The benefits of tamoxifen were significantly greater for women who did not take hormone replacement therapy during the trial: a 38% reduction in the risk of breast cancer vs a 12% reduction in the risk for women taking hormone replacement therapy during the trial (P = .04) and a 45% risk reduction for estrogen receptor–positive breast cancers in noncurrent users of hormone replacement therapy vs 13% in current users of hormone replacement therapy (P = .03).
“This indicates the clear loss of efficacy of tamoxifen when menopausal hormone therapy is used concomitantly, and this effect needs to be studied further,” Dr. Cuzick said.

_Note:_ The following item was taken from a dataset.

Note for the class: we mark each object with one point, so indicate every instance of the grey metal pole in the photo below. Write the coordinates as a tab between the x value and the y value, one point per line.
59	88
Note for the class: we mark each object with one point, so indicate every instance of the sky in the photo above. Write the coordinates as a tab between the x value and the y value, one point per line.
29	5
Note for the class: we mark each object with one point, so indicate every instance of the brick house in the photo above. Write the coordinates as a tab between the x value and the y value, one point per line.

No significant difference in breast cancer prevention related to age younger or older than 50 years was observed.
Other Cancers
Over follow-up, 666 other cancers were reported: 351 (9%) in the tamoxifen group compared with 315 (8%) in the placebo group. There was a trend toward more endometrial cancers in the tamoxifen group over extended follow-up, with a total of 29 vs 20 in the placebo group; most of the endometrial cancers in the tamoxifen group occurred over the first 5 years, when patients were on active treatment.
Nonmelanoma skin cancers were also increased in the tamoxifen group: 116 compared with 84 in the placebo group (P = .022). Gastrointestinal cancers were decreased in the tamoxifen group: 42 compared with 63 in the placebo group.
Causes for Concern
The reduction in the incidence of breast cancer with tamoxifen did not translate into a mortality reduction or a reduction in breast cancer mortality at 20 years. A nonsignificant numerical incidence in endometrial cancer deaths was reported in the tamoxifen group: 5 vs 0.

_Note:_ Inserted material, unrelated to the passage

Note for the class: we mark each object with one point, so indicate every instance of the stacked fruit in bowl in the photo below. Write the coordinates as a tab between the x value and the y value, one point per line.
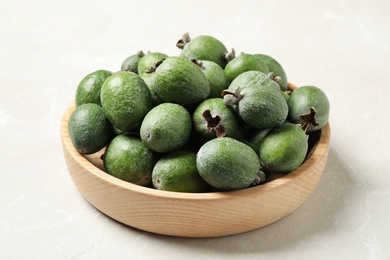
204	120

“Clearly, the lack of a mortality benefit and the slight increase in endometrial deaths are concerns,” Dr. Cuzick said. “The number of deaths is still small compared with the number of breast cancer cases, which is 10 times higher. We will continue to monitor these women for another decade to gain a better understanding of the impact of tamoxifen on death rates. Some of the side effects of tamoxifen are also cause for concern and require continued monitoring, specifically endometrial cancer.”
A Glimpse at IBIS-II Results
IBIS-II trial results, presented in 2013 and published in 2014,3 showed that 5 years of anastrozole reduced the risk of developing breast cancer in at-risk postmenopausal women by 53%, a greater magnitude of benefit than is seen with tamoxifen. Dr. Cuzick said that an aromatase inhibitor such as anastrozole or exemestane should be the drug of choice in postmenopausal women and that the National Institute for Health and Care Excellence was currently considering including the aromatase inhibitors anastrozole and exemestane in clinical guidelines for breast cancer prevention in postmenopausal women.
“For most premenopausal high-risk women, tamoxifen remains the only choice for breast cancer prevention, and it is a good one—as shown by the IBIS-I evidence,” he concluded. ■
Disclosure: Dr. Cuzick is on the speakers bureau for AstraZeneca.
References
1. Cuzick J, Sestak I, Cawthorn S, et al: 16 year long-term follow-up of the IBIS-I breast cancer prevention trial. 2014 San Antonio Breast Cancer Symposium. Abstract S3-07. Presented December 11, 2014.
2. Cuzick J, Sestak I, Cawthorn S, et al: Tamoxifen for prevention of breast cancer. Lancet Oncol. December 10, 2014 (early release online).
3. Cuzick J, Sestak I, Forbes JF, et al: Anastrozole for prevention of breast cancer in high-risk postmenopausal women (IBIS-II): An international, double-blind, randomised placebo-controlled trial. Lancet 383:1041-1048, 2014.